- Directed by: Ruggero Dipaola [it]
- Screenplay by: Heidrun Schleef Luca De Benedittis Ruggero Dipaola
- Produced by: Ruggero Dipaola
- Starring: Richard Sammel Gerasimos Skiadaresis Laura Morante
- Cinematography: Vladan Radovic
- Edited by: Roberto Missiroli
- Music by: Enzo Pietropaoli
- Release date: 2011;
- Language: Italian

= Apartment in Athens =

2012 drama film

Apartment in Athens (Appartamento ad Atene) is a 2011 Italian war drama film produced, co-written and directed by Ruggero Dipaola, in his feature film debut. It is an adaptation of the 1945 novel of the same name by Glenway Wescott.

== Plot ==
The Helianos are a family living during the Nazi occupation of Greece. They receive a visit from Captain Kalter, an arrogant German Wehrmacht officer looking for an apartment to live in. Kalter requisitions the best room and forces the couple—who had previously lost a son in the Battle of Olympus—to make do with a rickety cot in the kitchen. Their two surviving children, who still live at home, are deeply scarred by the war and the occupation: young Alex, malnourished and seething with hatred toward the Nazis, is constantly at risk of being beaten by Kalter; meanwhile, Leda—a slightly developmentally disabled and withdrawn girl—develops a peculiar soft spot for the German officer. Although Kalter remains convinced of the absolute superiority of the German race, Helianos begins to develop a sort of admiration for him. The Greek man is too absorbed in his own complex and grandiose ideas to realize the danger he is in. Upon returning from a leave in Germany utterly devastated—having simultaneously lost his wife and two children—Kalter’s attitude toward his host family undergoes a profound shift. He rejects his own daughter’s affection but offers a few kinder words to the Helianos; he even goes so far as to converse with Helianos and share the details of his personal tragedy, until the Greek man makes a fatal misstep, letting slip a remark that implicitly blames the Führer and Mussolini for the deaths of the young. The situation immediately spirals out of control; Kalter reverts to the brutal monster he once was. He denounces Helianos to the authorities and, moments later—overcome by depression—commits suicide. However, in his suicide note, he attempts to pin the responsibility for his death on Helianos’s wife, thereby seeking to utterly destroy the very family that had taken him in.

== Cast ==
- Richard Sammel as Captain Kalter
- Gerasimos Skiadaresis as Nicolas Heliamos
- Laura Morante as Zoe Helianos
- Alba De Torrebruna as Leda
- Vincenzo Crea as Alex
- Peter Boom as Major Von Roesch

== Production ==
The film was shot in 2010; the apartment interiors were reconstructed at Cinecittà, while the exteriors were filmed in Gravina in Puglia—with the historic center transformed into Athens' Plaka district—and at the edge of the ravine and within the Alta Murgia National Park.

==Reception==
Varietys film critic Dennis Harvey described the film as "a decent, well-acted drama that ably holds attention yet misses the chance to become something truly memorable".
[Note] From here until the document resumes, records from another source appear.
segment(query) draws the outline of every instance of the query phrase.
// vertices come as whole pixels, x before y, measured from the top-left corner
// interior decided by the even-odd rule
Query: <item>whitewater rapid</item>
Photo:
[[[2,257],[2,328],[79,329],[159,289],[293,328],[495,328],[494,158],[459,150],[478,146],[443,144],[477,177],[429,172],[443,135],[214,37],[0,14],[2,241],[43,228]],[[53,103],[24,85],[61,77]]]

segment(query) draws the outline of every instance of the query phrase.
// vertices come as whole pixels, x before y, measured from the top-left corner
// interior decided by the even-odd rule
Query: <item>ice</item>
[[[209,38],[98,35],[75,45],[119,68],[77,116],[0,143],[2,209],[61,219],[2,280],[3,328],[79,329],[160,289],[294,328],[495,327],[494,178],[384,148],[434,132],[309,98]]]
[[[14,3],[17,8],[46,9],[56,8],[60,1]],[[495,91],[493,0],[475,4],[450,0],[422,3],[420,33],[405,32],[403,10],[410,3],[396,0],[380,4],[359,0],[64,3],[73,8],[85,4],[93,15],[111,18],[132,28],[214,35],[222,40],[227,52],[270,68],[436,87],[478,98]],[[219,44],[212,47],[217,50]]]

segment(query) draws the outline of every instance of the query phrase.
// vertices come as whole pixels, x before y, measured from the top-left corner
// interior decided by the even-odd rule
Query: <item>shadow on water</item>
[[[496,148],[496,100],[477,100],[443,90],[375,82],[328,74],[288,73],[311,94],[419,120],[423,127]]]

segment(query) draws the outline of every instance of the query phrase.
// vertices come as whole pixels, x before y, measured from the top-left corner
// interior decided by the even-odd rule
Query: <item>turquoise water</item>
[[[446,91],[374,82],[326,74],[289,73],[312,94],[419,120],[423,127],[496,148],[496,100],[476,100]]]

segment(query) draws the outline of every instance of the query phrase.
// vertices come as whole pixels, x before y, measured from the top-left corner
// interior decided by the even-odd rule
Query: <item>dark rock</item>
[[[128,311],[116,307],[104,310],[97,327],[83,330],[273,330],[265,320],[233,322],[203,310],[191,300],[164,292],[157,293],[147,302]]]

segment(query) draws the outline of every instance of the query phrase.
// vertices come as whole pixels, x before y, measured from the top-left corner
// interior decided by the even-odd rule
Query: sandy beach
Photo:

The film won the awards for Best feature, Best actor (Gerasimos Skiadaresis), Best screenplay and Best cinematography at the 13th Newport Beach Film Festival, and the world cinema section awards for Best picture and Best director at the 12th Phoenix Film Festival. It was nominated at the David di Donatello awards for Best costumes (Alessandro Lai), and for Nastro d'Argento for Best actress (Laura Morante).